Ему все чаще казалось, что это глубокий сон, который длится уже не одну жизнь. Вот и сейчас он присел на скамью, оперся спиной о стенку и закрыл глаза. Через закрытые веки он различал солнечные блики и тени от ветвей и листвы. Мир пропал вокруг и превратился в звуки, запахи и потоки ласкового тепла. Он представил себе лес, деревья с ярко зелеными кронами, суетных птиц, прыгающих с ветки на ветку. Он увидел сияющую Торхаллу, бегущую не касаясь земли, увидел странные розовые облачка, окружающие ее словно стайка птиц. Она была счастлива и излучала радость. Та легкость, с которой огромное тело Торхаллы парило над землей, удивляла. Яркий, мягкий свет, заполняющий все вокруг, превращал неживое в живое. Вдруг черное пятно проскользнуло по яркому экрану, но лишь на секунду. Через некоторое время уже несколько черных клякс появились на светлом полотне перед глазами Сверре. Тревога и необъяснимое беспокойство овладело всем его телом. Он вздрогнул, встал и, попираясь рукой о стену, доковылял до двери. Распахнул ее и замер на месте. По средине двора стояла Торхалла и улыбалась. Рядом с ней стояло несколько человек в черных одеждах. Двое держали в руках огромные кресты. Еще двое одевали на Торхаллу кандалы. Ноги уже были скованны, руки обмотали цепями и сковывали запястья. Она не сопротивлялась. Стояла спокойно, не напрягаясь ни одним мускулом. Сверре знал, что один ее взмах рукой раскидает людей в черных церковных балахонах на многие метры. Но она даже не пыталась себя защитить. Сверре бросился ей на помощь, но как будто завяз в трясине. Воздух казался плотным и неподатливым. Пытался ударить, но рука была мягкой и слабой. Кулаки проваливались в пустоту. Обида от этой беспомощности забирала последние силы. Торхалла послала ему последний взгляд, наполненный любовью и счастьем. Через мгновение что-то тяжелое и твердое ударило Сверре в лицо. Он упал. Вокруг стало темно и тихо. Он уже не видел, как  Торхаллу потащили со двора, как бросили рядом с такими же скованными, стоящими на коленях.

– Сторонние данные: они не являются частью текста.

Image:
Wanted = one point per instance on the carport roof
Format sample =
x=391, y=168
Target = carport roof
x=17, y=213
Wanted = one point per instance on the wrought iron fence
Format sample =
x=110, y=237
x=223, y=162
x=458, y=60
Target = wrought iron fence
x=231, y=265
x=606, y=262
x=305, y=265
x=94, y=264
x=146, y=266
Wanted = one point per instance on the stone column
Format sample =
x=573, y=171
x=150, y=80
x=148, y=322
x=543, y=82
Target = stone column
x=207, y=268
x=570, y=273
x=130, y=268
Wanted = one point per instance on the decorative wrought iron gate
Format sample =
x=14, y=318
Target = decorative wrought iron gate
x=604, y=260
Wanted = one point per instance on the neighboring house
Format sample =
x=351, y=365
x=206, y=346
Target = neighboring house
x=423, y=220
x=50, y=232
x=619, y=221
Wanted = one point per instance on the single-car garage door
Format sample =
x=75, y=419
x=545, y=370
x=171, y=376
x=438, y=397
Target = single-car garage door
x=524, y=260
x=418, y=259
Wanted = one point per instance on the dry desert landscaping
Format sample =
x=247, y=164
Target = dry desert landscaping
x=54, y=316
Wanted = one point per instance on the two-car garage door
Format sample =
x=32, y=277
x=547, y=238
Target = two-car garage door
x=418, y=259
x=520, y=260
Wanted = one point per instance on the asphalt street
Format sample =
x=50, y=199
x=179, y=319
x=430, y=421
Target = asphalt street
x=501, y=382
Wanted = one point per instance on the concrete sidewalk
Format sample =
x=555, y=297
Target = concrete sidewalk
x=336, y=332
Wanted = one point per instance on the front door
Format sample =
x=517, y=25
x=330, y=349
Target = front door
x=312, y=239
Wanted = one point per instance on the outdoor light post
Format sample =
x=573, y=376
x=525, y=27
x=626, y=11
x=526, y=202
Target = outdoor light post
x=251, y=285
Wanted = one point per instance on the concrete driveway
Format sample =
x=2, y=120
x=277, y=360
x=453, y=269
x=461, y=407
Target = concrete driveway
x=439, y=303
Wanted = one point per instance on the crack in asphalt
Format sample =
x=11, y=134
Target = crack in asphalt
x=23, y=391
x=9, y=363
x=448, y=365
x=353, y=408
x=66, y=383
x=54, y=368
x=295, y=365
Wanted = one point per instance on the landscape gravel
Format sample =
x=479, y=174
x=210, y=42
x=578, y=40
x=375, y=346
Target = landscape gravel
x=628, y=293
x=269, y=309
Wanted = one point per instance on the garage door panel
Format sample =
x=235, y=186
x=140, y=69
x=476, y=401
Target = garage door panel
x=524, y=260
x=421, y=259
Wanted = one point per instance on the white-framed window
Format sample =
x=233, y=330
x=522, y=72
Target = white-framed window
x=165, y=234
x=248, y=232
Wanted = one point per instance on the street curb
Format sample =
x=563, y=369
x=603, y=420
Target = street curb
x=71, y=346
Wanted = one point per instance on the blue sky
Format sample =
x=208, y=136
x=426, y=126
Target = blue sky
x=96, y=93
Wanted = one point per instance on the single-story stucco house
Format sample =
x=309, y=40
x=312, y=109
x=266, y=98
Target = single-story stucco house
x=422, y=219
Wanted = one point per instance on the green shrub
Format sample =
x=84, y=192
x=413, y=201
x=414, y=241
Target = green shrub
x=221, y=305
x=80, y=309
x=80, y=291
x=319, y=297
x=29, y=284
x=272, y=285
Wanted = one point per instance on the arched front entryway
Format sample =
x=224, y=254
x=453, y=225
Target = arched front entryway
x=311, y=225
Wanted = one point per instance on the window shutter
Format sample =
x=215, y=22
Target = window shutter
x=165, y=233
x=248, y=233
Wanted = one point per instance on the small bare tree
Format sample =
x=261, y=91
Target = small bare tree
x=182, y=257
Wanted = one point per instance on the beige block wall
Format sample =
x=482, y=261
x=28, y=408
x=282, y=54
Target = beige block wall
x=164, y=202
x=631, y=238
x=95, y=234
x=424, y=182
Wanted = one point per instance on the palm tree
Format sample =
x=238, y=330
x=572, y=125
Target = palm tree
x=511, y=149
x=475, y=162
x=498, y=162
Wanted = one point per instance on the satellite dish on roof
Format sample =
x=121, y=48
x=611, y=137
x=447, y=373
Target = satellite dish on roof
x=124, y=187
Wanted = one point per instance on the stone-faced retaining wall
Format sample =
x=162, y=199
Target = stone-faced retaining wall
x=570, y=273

Сверре не видел, как облачённый в черное человек, с капюшоном на голове, зачитывал бумагу, долго бубнил и в конце произнес «Амен». После этого солдаты вонзили копья в несчастных. Били до тех пор, пока жертвы не перестали дергаться. Тела поместили на заранее подготовленный хворост и запалили. Три дня селяне подбрасывали дрова, не давая пламени потухнуть. Кости смешались с золой, все превратилось в черную муку. Жаркий сухой ветер разнес эту черную пыль на всю округу, покрыл ею деревья, крыши домов, окна, телеги, ведра, топоры, все. Черная пыль осталась несмываемой меткой.
А Сверре все лежал в забытье. Прошло еще сто лет. Крыши домов провалились, стены поехали в сторону, пустыми глазницами окон смотрела тишина. Не было ни человеческой речи, ни пения птиц, ни звуков животных. Все вымерло. Еще через сто лет он проснулся.

Сверре проснулся от шума упавшей занавески. Мешковина, закрывающая вход в пещеру, была теперь совсем легкой. Упав на пол, она открыла дорогу солнечному свету, заигравшему на стенах и потолке пещеры зайчиками. Сверре раскрыл глаза и увидел, как маленький зеленый мотылек вспорхнул с покрытого мхом камня. Попав в свет солнечного луча, он маленькой зеленой звездочкой вылетел из пещеры. В ногах у Сверре лежала пустая помятая фляжка. Её содержимое помогло выжить и погрузиться в глубокий сон длиной в сотни лет. Выжить там и вернуться назад. Успеть полюбить, радоваться, потерять любовь и вновь обрести ее навечно.
Он встал, ровной сильной походкой вышел на воздух, навстречу солнцу и волнующемуся морю. Синие волны били в берег с огромной силой. Дым от костра был виден теперь далеко. Сверре  всматривался вдаль, спокойно и уверенно ожидая спасительную лодку.